У пропыленной полуторки – мальчишка лет четырнадцати с загоревшей стриженой головой. Щеки у него по-детски округлые, но шея, руки – тонкие и длинные. «Растет», – говорят про таких в утешение матерям. Мальчишка держит в руках помятый чемоданчик, барабанит коленками по нему и глядит сразу во все стороны. С его лица не сходит улыбка, которая говорит очень откровенно, что человек счастлив видеть всех тут и что он очень удивился бы, если вдруг ему здесь не все были бы рады. Его улыбка заставляет уставших, пробеленных сульфатной мукой женщин, которые идут со смены, припоминать о чем-то, мало интересном для них: «…Это, кажется, докторов младший, Корзуниха зачем-то отправляла его к своему брату».
Мужчина в мешковатом суконном костюме расплачивается с шофером. Он не торопится.

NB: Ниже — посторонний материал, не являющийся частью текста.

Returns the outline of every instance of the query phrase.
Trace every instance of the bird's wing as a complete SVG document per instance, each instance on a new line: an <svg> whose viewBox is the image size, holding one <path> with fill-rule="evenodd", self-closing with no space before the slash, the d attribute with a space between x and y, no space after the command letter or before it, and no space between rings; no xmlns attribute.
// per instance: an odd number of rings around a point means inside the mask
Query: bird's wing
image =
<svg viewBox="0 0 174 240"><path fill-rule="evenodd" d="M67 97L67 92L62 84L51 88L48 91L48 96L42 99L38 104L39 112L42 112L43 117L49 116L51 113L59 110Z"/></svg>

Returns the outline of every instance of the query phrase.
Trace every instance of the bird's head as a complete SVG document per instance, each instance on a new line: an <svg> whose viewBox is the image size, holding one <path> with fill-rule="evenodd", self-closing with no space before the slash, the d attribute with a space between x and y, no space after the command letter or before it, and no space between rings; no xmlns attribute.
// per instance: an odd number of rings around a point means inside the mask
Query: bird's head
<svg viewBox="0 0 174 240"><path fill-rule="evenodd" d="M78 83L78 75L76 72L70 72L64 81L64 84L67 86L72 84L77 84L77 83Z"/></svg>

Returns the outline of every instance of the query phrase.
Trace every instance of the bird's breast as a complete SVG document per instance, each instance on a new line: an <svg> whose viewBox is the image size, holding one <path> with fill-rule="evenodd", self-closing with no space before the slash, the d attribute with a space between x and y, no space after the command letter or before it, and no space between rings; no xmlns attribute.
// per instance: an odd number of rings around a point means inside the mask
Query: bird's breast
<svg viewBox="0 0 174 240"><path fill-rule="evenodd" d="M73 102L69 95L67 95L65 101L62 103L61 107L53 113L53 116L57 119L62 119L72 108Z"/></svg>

По всему заметно: не он приехал домой, не он вот-вот встретится со своей мамой, и вовсе не ему страшно не терпится увидеть сразу все то, что год назад хотелось поскорее променять на более интересное.
Под нетерпеливо-радостным взглядом мальчишки высокий сутулый мужчина спрятал наконец большой бумажник и принялся стряхивать пыль с рукавов.
– Не ждут нас сегодня, Толя.
Мальчишка заулыбался еще шире: он-то знает, ждут или не ждут его.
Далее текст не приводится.